Speaking during the second National Committee on Export Promotion Meeting in Lagos on the Federal Government’s Zero-Oil Policy, he said: “If we have the largest GDP and have overtaken South-Africa, what are we waiting for? The fact is that if we want to begin to export, we must be the champion of Africa. We must be the Germany of Africa. If we do not drive the economy of Africa it would not drive itself. Africa must sell to Africa first, that should be the cornerstone of our export policy.”
“We should have joined since yesterday. We should show leadership. The whole of Africa is waiting for Nigeria to show leadership”

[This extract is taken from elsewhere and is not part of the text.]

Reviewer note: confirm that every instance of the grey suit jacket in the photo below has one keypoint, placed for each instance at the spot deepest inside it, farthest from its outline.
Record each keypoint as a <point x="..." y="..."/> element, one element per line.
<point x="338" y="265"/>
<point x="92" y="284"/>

Amb. Chiedu Osakwe, Nigeria’s Chief Trade Negotiator and Director-General, Nigerian Office for Trade Negotiations (NOTIN) has calmed the manufacturers fear and said “Necessary steps are being taken to protect the economy under AfcFTA.”
He assured that the agreement has provisions for remedies against dumping and other unfair trade practices to protect economies of member countries.
“Let me say this at the level of facts, in the agreement establishing the AfCFTA which Nigeria has not signed, we have a provision on trade remedies. We have a provision against dumping, we have a provision that is on the basis of which a party can apply for certain duties for products that have been sold below market price from a producer or importer into Nigeria. “So, we have anti-dumping clause as a trade remedy in AfCFTA,” he said.
“The countries that have not signed yet, most of them will sign by July, when the next continental meeting convenes. They are still in consultations and when they finish they will come on board”
Ruwandan President Paul Kagame, who is the current Chairperson of the African Union, said: “The wish is to see all African Countries adopts the free trade area agreement and ratify it so that it enters into force before the end of 2018.”
While speaking at the opening ceremony of the 10th Extraordinary Summit of African Union, President Kagame noted that the signing of these agreements, expresses unity in moving the continent forward.
“Taken together, these are surely to be counted among the most consequential actions that this Assembly has ever taken.
“The promise of free trade and free movement is prosperity for all Africans, because we are prioritising the production of value-added goods and services that are “Made in Africa,” he said.
Also, Ambassador Albert Muchanga, AU Commissioner for Trade and Industry, affirms that the countries that have not signed yet, most of them will sign by July, when the next continental meeting convenes. They are still in consultations and when they finish they will come on board,” he said.
46 Countries Sign, 8 Pending
So far, out of the 54 African countries, at least 46 have endorsed the continental trade agreement while 8 countries namely, Nigeria, Burundi, Lesotho, Namibia, Eritrea, Benin, Sierra Leone and Guinea Bissau abstained from the free trade area agreement.
African Union officials said countries that have signed the agreement will need to submit a schedule of tariffs by December, adding that they expect intra-African trade to double over the next four years once tariffs are reduced.